What the repeated sad stories in Africa tell us more than anything else is that many places in the Third World are mean, ugly places and changing that, at least in the short term, is probably beyond our powers. Would a commitment to international do-gooding as suggested by Thomas Barnett in his Leviathan and SysAdmin forces by an improvement? I don’t know.

Right Wing Nut House, “Save the Electoral College!”

Rick Moran considers the continuing rationale for preserving the electoral college. Is there pending legislation on this? I’m not aware of it. As best as I can tell the electoral college is like the weather: everybody talks about it nobody does anything about it.

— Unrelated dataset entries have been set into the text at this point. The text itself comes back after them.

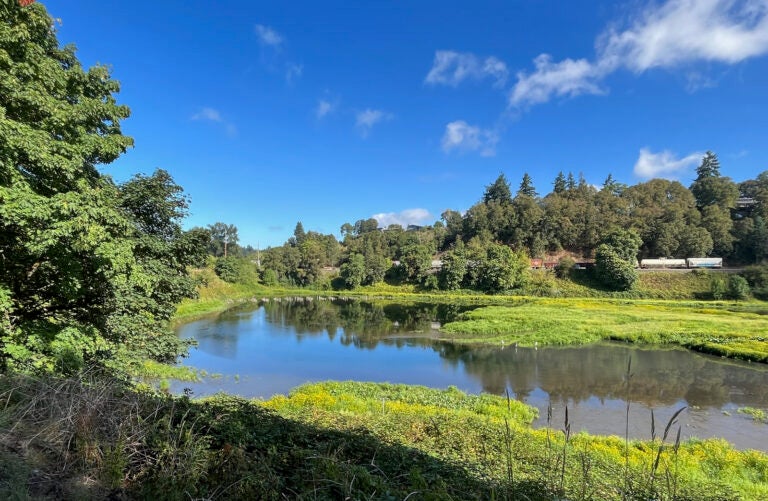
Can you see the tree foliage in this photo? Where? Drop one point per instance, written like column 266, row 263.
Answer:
column 88, row 269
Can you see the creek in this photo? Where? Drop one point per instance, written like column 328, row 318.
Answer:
column 259, row 350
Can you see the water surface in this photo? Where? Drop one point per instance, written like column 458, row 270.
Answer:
column 262, row 350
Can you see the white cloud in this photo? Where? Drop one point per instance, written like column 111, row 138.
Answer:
column 293, row 71
column 451, row 68
column 268, row 36
column 403, row 218
column 213, row 115
column 567, row 78
column 677, row 33
column 461, row 136
column 664, row 164
column 210, row 114
column 324, row 107
column 683, row 31
column 366, row 119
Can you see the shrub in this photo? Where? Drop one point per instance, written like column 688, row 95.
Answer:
column 756, row 276
column 718, row 287
column 564, row 267
column 615, row 272
column 228, row 269
column 738, row 288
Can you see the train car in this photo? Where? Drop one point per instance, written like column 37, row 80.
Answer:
column 663, row 263
column 704, row 262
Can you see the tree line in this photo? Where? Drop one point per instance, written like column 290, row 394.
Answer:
column 488, row 247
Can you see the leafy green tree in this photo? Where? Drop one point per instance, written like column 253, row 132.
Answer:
column 615, row 259
column 223, row 236
column 454, row 269
column 416, row 260
column 613, row 187
column 376, row 266
column 612, row 270
column 718, row 287
column 353, row 271
column 738, row 287
column 502, row 269
column 228, row 269
column 626, row 243
column 564, row 267
column 88, row 270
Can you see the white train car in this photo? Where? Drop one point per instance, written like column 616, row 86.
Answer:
column 705, row 262
column 663, row 263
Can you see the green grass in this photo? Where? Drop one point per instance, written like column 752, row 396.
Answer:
column 758, row 415
column 735, row 331
column 93, row 437
column 490, row 443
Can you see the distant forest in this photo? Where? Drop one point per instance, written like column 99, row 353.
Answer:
column 715, row 216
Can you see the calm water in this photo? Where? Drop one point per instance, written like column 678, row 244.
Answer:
column 270, row 348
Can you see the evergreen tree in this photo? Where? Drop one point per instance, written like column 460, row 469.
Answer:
column 709, row 167
column 559, row 184
column 498, row 191
column 570, row 184
column 526, row 187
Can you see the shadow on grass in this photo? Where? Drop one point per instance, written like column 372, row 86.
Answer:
column 94, row 437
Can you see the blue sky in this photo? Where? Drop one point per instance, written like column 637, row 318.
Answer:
column 269, row 113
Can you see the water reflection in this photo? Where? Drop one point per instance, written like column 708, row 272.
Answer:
column 280, row 344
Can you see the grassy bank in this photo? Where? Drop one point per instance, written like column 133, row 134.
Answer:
column 91, row 437
column 216, row 295
column 726, row 329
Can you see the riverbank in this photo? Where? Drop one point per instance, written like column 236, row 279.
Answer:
column 726, row 329
column 216, row 295
column 338, row 441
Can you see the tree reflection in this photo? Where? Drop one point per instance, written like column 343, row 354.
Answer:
column 659, row 376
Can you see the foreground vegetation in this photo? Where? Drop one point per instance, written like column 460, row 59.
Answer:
column 94, row 437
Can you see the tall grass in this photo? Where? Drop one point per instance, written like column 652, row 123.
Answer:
column 718, row 328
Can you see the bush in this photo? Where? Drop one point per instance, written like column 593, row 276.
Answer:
column 738, row 288
column 269, row 277
column 756, row 276
column 718, row 287
column 228, row 269
column 564, row 267
column 612, row 270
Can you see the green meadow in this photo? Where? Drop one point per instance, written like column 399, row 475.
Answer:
column 720, row 328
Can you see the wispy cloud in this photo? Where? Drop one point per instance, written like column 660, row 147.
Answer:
column 674, row 34
column 460, row 136
column 366, row 119
column 403, row 218
column 293, row 71
column 452, row 68
column 268, row 36
column 664, row 164
column 208, row 114
column 324, row 107
column 566, row 78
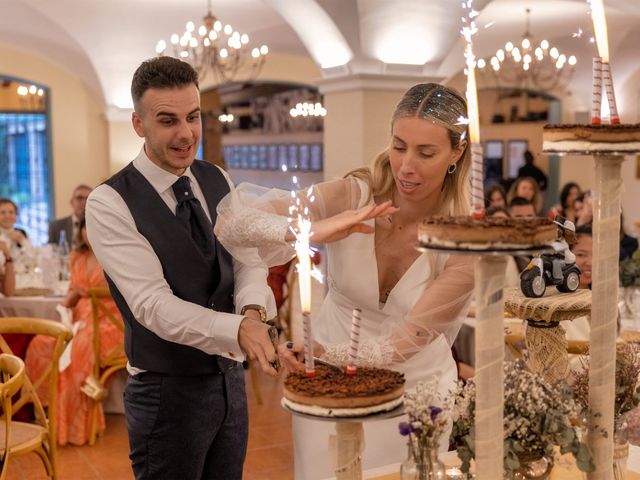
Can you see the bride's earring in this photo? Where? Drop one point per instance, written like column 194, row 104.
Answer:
column 450, row 169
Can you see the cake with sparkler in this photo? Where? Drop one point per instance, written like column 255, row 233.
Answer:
column 332, row 393
column 467, row 232
column 591, row 138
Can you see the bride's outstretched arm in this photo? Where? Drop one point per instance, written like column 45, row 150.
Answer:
column 252, row 216
column 442, row 302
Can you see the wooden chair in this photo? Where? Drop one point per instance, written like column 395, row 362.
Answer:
column 103, row 368
column 39, row 436
column 12, row 371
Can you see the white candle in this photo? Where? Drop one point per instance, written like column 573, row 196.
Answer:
column 477, row 188
column 602, row 41
column 304, row 280
column 354, row 338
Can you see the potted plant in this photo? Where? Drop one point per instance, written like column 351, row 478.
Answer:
column 538, row 418
column 428, row 419
column 627, row 397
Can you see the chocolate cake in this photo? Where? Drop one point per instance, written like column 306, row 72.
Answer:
column 333, row 393
column 440, row 231
column 591, row 138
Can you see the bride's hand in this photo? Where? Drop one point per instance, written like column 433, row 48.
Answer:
column 292, row 355
column 344, row 224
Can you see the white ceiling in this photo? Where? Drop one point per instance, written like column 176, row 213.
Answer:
column 103, row 41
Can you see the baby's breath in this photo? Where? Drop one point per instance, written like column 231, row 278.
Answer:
column 537, row 417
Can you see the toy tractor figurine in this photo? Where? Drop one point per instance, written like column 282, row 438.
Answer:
column 558, row 268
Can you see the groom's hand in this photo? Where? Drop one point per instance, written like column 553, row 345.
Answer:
column 254, row 340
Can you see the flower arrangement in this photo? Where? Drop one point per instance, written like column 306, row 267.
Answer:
column 630, row 271
column 627, row 381
column 537, row 418
column 428, row 419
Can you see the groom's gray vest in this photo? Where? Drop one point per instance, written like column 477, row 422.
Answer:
column 207, row 282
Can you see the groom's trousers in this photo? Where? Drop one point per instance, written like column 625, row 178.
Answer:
column 189, row 428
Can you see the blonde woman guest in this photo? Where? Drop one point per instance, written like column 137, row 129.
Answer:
column 15, row 238
column 73, row 405
column 412, row 303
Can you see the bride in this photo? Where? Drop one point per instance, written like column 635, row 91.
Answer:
column 412, row 303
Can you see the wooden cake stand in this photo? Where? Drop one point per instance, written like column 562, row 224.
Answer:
column 606, row 249
column 546, row 342
column 489, row 352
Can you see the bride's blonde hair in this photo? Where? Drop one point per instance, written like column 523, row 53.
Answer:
column 445, row 107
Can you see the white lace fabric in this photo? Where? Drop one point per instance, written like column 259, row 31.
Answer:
column 255, row 216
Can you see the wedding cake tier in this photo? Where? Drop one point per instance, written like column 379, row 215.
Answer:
column 465, row 232
column 591, row 139
column 332, row 393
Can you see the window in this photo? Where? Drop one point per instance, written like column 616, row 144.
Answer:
column 516, row 156
column 25, row 163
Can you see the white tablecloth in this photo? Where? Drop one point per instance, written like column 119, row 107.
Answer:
column 40, row 307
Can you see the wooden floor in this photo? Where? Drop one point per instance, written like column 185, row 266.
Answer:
column 269, row 456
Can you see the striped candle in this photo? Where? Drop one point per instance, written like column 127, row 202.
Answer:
column 309, row 364
column 596, row 97
column 354, row 339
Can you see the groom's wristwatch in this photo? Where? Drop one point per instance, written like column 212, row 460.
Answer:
column 258, row 308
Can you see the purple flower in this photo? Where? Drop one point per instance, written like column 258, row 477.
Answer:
column 435, row 411
column 405, row 428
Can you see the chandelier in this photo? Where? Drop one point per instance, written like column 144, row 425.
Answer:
column 524, row 65
column 216, row 49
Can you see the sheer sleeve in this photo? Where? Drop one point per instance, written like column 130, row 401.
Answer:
column 258, row 217
column 444, row 300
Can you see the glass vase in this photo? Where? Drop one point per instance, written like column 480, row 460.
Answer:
column 423, row 465
column 532, row 467
column 620, row 450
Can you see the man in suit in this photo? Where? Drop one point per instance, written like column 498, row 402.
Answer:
column 70, row 224
column 192, row 313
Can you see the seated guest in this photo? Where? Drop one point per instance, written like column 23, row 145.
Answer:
column 578, row 329
column 527, row 188
column 583, row 207
column 495, row 196
column 520, row 207
column 70, row 224
column 568, row 195
column 15, row 238
column 7, row 276
column 73, row 405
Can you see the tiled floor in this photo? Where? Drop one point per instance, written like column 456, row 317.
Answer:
column 269, row 455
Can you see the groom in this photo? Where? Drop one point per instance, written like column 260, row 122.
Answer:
column 178, row 289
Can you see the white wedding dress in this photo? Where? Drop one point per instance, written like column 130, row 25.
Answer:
column 352, row 281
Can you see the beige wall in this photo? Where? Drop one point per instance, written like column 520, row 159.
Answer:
column 79, row 134
column 356, row 128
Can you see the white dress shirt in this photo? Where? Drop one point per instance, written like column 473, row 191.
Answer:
column 129, row 260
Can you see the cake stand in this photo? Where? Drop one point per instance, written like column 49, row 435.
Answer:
column 489, row 356
column 606, row 248
column 348, row 443
column 545, row 338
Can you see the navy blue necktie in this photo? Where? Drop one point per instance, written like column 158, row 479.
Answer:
column 191, row 214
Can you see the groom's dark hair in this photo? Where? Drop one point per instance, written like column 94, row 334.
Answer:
column 161, row 72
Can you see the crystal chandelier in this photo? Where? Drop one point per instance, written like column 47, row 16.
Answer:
column 527, row 66
column 216, row 49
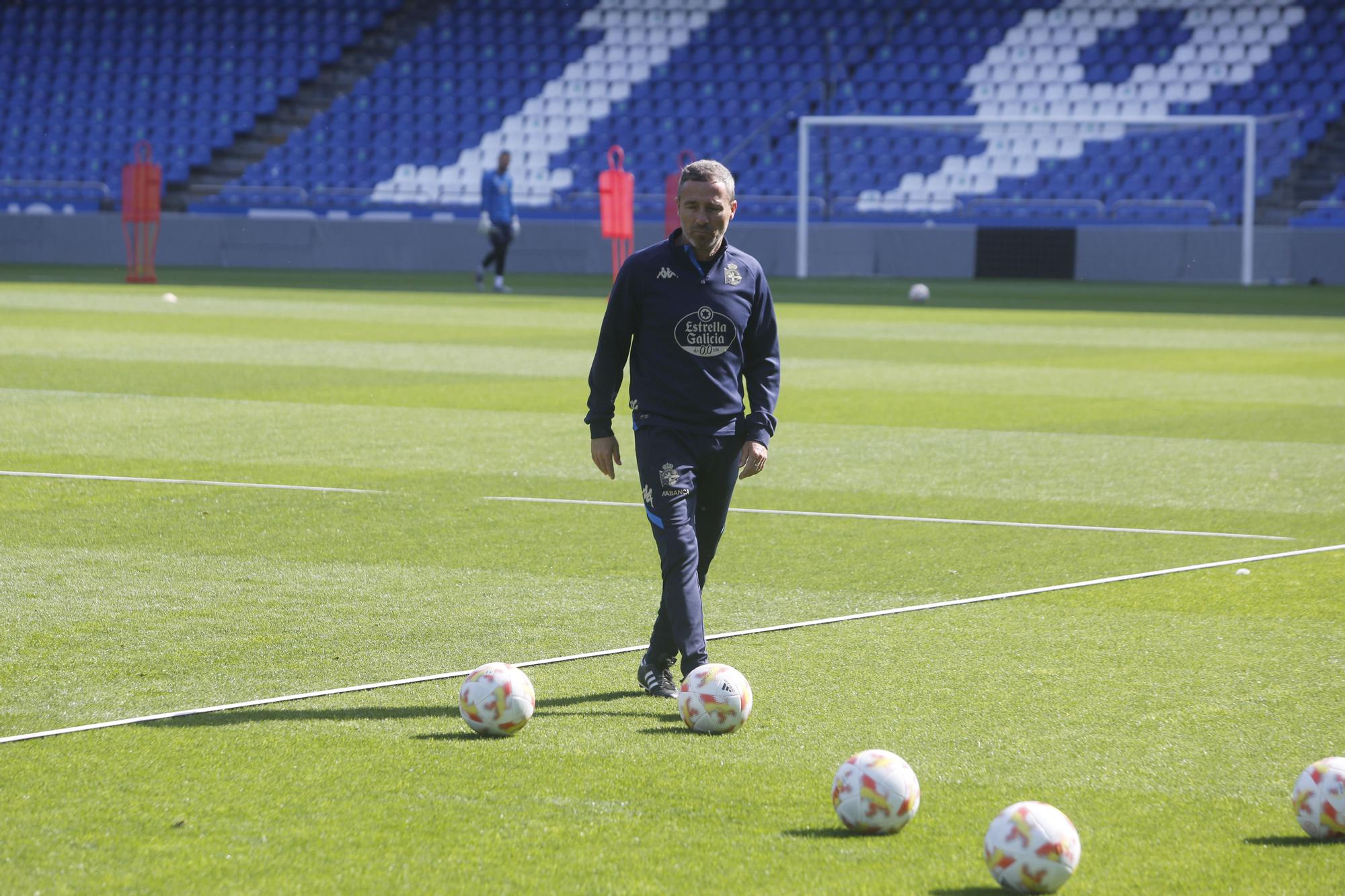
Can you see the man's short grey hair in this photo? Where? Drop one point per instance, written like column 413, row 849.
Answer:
column 709, row 171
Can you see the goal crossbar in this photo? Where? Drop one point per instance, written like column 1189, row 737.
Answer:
column 1246, row 123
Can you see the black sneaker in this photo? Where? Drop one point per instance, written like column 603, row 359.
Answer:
column 657, row 681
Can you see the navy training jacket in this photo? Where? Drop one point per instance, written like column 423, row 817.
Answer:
column 693, row 335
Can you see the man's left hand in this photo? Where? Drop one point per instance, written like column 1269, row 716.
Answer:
column 753, row 460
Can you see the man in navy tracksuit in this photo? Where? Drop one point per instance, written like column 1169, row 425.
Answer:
column 696, row 318
column 500, row 222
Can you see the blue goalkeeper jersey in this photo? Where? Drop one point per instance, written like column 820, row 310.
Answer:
column 498, row 197
column 700, row 337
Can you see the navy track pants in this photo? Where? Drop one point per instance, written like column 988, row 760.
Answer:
column 688, row 482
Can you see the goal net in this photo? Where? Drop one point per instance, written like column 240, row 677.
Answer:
column 1042, row 171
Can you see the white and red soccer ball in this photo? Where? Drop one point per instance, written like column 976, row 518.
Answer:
column 1320, row 799
column 1032, row 848
column 715, row 700
column 876, row 792
column 497, row 698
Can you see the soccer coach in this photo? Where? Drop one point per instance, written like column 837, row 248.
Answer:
column 696, row 319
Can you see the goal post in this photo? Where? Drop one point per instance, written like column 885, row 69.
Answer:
column 941, row 200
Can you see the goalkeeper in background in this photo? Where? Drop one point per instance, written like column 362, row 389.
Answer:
column 498, row 221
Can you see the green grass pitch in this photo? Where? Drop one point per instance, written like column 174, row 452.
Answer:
column 1168, row 717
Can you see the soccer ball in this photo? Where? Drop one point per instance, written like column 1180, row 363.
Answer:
column 1320, row 799
column 876, row 792
column 715, row 700
column 497, row 698
column 1032, row 848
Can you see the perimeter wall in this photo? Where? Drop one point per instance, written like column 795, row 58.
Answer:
column 1117, row 253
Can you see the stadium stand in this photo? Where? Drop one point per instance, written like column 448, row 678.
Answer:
column 727, row 79
column 87, row 80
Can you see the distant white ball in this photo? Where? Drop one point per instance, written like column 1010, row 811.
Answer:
column 497, row 698
column 715, row 700
column 1320, row 799
column 1032, row 848
column 876, row 792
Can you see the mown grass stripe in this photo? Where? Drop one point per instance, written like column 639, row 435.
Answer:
column 613, row 651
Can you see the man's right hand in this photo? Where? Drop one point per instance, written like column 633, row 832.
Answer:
column 606, row 451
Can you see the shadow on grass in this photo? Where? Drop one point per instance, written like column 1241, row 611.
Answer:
column 672, row 729
column 353, row 713
column 828, row 833
column 455, row 735
column 1292, row 841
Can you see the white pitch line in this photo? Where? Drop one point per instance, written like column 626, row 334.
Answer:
column 964, row 522
column 631, row 650
column 192, row 482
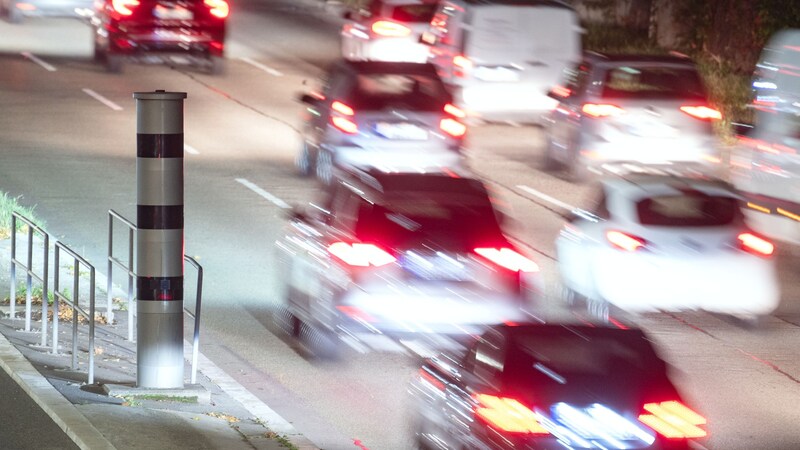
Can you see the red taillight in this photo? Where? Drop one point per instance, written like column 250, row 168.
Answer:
column 702, row 112
column 602, row 110
column 361, row 255
column 753, row 244
column 124, row 7
column 453, row 127
column 454, row 111
column 625, row 241
column 218, row 8
column 342, row 108
column 507, row 414
column 509, row 259
column 390, row 29
column 673, row 420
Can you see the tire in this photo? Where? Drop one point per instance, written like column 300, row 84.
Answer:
column 305, row 161
column 114, row 63
column 325, row 167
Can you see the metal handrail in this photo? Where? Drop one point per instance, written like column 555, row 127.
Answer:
column 112, row 260
column 77, row 260
column 195, row 316
column 31, row 275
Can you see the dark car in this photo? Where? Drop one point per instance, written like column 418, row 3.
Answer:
column 643, row 110
column 392, row 115
column 402, row 256
column 190, row 29
column 552, row 386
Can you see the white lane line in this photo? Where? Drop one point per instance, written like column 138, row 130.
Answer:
column 267, row 69
column 37, row 60
column 102, row 99
column 253, row 187
column 547, row 198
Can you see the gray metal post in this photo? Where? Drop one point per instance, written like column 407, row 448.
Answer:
column 159, row 246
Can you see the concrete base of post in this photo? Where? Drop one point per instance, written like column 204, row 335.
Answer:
column 159, row 335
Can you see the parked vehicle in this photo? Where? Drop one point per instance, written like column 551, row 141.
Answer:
column 552, row 386
column 765, row 165
column 662, row 243
column 396, row 116
column 125, row 30
column 500, row 58
column 387, row 30
column 402, row 256
column 643, row 110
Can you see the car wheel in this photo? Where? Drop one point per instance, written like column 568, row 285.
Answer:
column 305, row 161
column 217, row 65
column 325, row 167
column 114, row 63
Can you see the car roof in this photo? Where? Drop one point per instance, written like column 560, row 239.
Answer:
column 638, row 186
column 386, row 67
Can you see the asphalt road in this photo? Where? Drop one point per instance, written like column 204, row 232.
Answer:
column 67, row 147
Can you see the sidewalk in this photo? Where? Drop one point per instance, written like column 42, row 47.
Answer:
column 215, row 413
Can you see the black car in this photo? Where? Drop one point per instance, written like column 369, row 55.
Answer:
column 392, row 115
column 401, row 256
column 552, row 386
column 194, row 29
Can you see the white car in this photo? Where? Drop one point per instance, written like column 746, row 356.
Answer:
column 387, row 30
column 661, row 243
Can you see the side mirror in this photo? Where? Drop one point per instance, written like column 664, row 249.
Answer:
column 742, row 129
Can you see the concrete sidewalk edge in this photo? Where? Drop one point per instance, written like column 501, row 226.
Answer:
column 61, row 410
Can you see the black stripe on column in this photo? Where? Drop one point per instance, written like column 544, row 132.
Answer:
column 159, row 288
column 159, row 145
column 159, row 217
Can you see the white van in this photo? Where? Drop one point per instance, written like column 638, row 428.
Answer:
column 765, row 165
column 502, row 57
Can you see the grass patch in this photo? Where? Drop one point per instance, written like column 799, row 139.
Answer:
column 9, row 205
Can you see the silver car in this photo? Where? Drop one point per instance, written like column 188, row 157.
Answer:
column 641, row 110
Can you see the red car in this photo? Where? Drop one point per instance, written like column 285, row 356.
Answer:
column 133, row 29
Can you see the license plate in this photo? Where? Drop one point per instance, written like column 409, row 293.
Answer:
column 405, row 131
column 496, row 74
column 177, row 12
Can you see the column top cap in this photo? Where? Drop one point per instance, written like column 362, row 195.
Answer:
column 159, row 95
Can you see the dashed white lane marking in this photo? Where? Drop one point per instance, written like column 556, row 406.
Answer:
column 37, row 60
column 546, row 197
column 102, row 99
column 269, row 70
column 253, row 187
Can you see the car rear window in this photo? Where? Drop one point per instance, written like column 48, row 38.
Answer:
column 414, row 13
column 458, row 222
column 418, row 92
column 653, row 82
column 692, row 209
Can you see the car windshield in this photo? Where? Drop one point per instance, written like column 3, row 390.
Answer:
column 450, row 221
column 414, row 13
column 689, row 209
column 416, row 92
column 652, row 82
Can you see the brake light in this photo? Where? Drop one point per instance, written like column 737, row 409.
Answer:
column 509, row 259
column 342, row 108
column 753, row 244
column 390, row 29
column 507, row 414
column 124, row 7
column 625, row 241
column 602, row 110
column 453, row 127
column 361, row 255
column 702, row 112
column 673, row 420
column 454, row 111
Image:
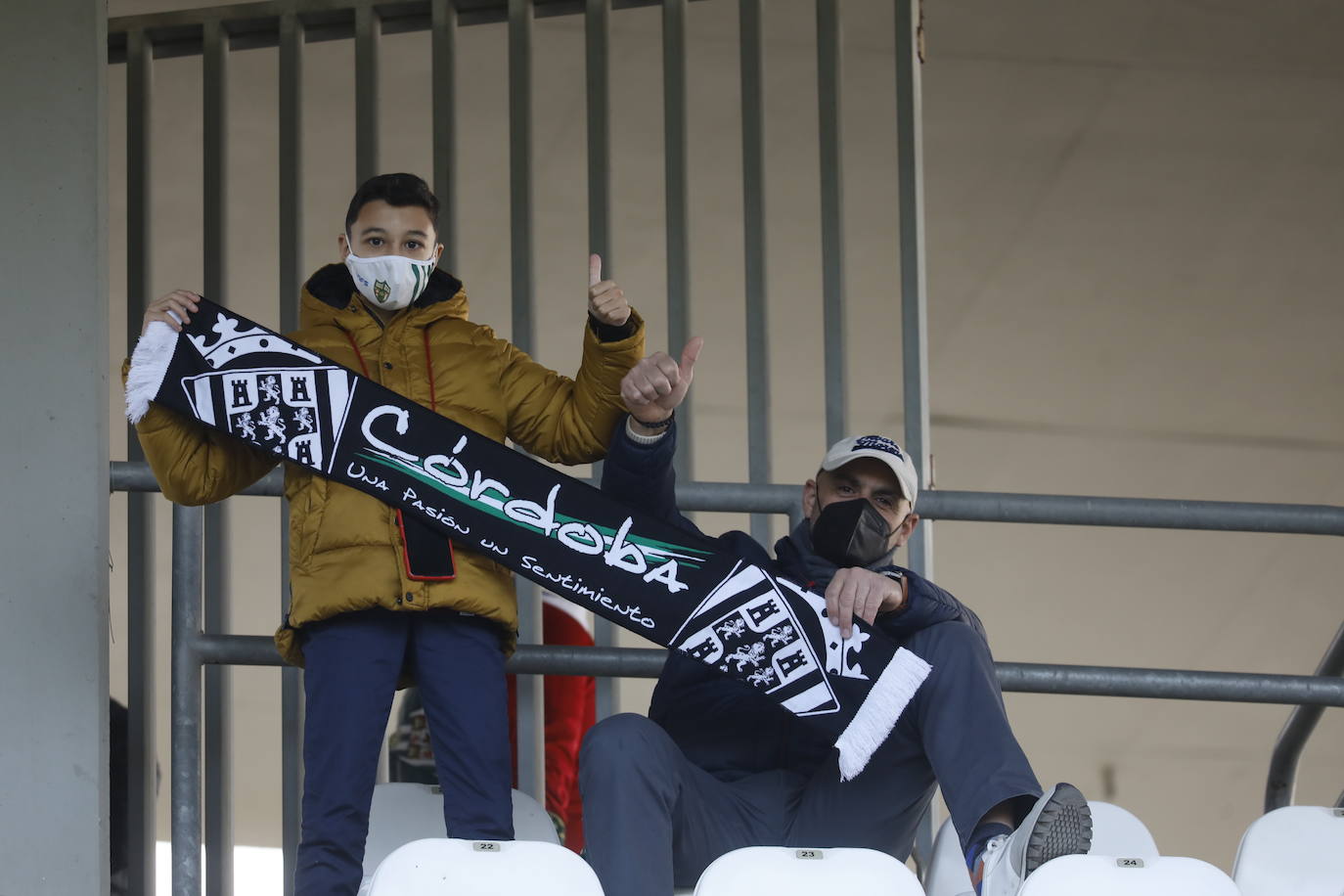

While I generally consider myself a democrat and a populist, I also am inclined to think that the original structure of the Republic, complete with state governments appointing senators and the electoral college was better than the faux direct democracy we’ve been slouching towards for the last hundred years or so. I think that the arrogant, self-important millionaires we’ve got as senators now are much worse than the career political hacks statesmen we had before amending the Constitution.

No, if you want direct democracy go for the real thing. We have the technology.

The Education Wonks, “Flag Flapped in Colorado”

EdWonk has another flag story for us this week: apparently, a middle school teacher in Colorado has been reassigned for displaying foreign flags in his classroom (in contravention of state law). I suspect there’s a subtext here. I wonder if the state law might have something to do with Colorado’s (and, in particular, Denver’s) large population of newly arrived Mexican immigrants and the displaying of the Mexican flag.

Gates of Vienna, “Empire and Apocalypse”

I’ve been saying it for a long time: Europeans should have more respect for the U. S.’s greater experience in dealing with mass immigration—after all, we’ve had a higher proportion of immigrants and a higher rate of immigration throughout our history than they’ve experienced at even the peaks of immigration. Geography, economics, and demography all conspire to guarantee that Europe will experience a substantial immigration from MENA for the foreseeable future. Will the ethnic states of Europe survive the change? Will “Western civilization” (whatever that may be)? Stay tuned!

Done With Mirrors, “Read It and Weep”

You can’t observe phenomena without instrumentality and that instrumentality itself changes what you’re observing. That’s particularly true at the sub-atomic level but it’s also true in politics where the instrumentality is a human being with likes, dislikes, political beliefs, and an agenda.

Callimachus considers the coverage of Senator John McCain by the press.

The Sundries Shack, “Cutting the Biased Some Slack”

Jimmie Bise doesn’t think much of David Ignatius’s use of the editor of Al-Jazeera as a barometer for public opinion in the Middle East. I believe the phenomenon he complaining about is what’s known as “sample bias”.
Well, I’ve made up my mind. Which posts would get your votes?